Former Home of Elizabeth Bishop Acquired by Key West Literary Seminar
November 15, 2019
624 White Street in Key West, the house where Elizabeth Bishop resided during the 1930s and 1940s, has been purchased by the Key West Literary Seminar (KWLS) and will serve as the organization’s new headquarters, according to a press release distributed by KWLS earlier today.
Bishop, one of America’s most celebrated and acclaimed poets, moved to the house in 1937 at age twenty-five, where “[her] poetic style underwent a significant and lasting transformation,” according to her biographer, Thomas Travisano. “The house seems beautiful to me, inside and out,” Bishop once wrote to fellow poet and mentor Marianne Moore. The house on White Street, as well as the geography and architecture of surrounding Key West, provided Bishop a locale to “harness her powers of close and concentrated observation,” according to the release.

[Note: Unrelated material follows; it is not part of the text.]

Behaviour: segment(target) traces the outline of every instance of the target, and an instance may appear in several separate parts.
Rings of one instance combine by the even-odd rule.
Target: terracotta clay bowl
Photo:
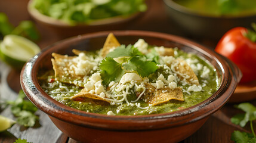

“Now, our work—to restore this national treasure and preserve it as it was when Bishop lived here—begins,” notes the release. “Bishop is part of our DNA as an organization. It’s both an honor and a serious responsibility to become the home’s new owners. This acquisition will expand our reach and visibility, while deepening our connection to Key West. As we work to restore and preserve the Elizabeth Bishop House and make it the public face of our commitment to Key West’s literary heritage, we will achieve our mission to a degree that has not previously been possible.”
That work begins with a proposed five-year campaign to raise $2.25 million, paying off fully the mortgage on 624 White Street, and supplying additional funds for restoration and preservation purposes.
Elizabeth Bishop, born in 1911, was respected yet somewhat obscured in the middle of her literary lifetime. She ascended to her status as an icon of American letters later on in her life, as well as after her death in 1979. Larry Rohter of the New York Times once named Bishop “one of the most important poets” of the 20th century. By the time of her death, Bishop had established herself as a perennial figure of American poetry, winning a Pulitzer Prize, National Book Award, National Books Critics Circle Award, and many, many, other accolades. She served as the US Poet Laureate from 1949–1950.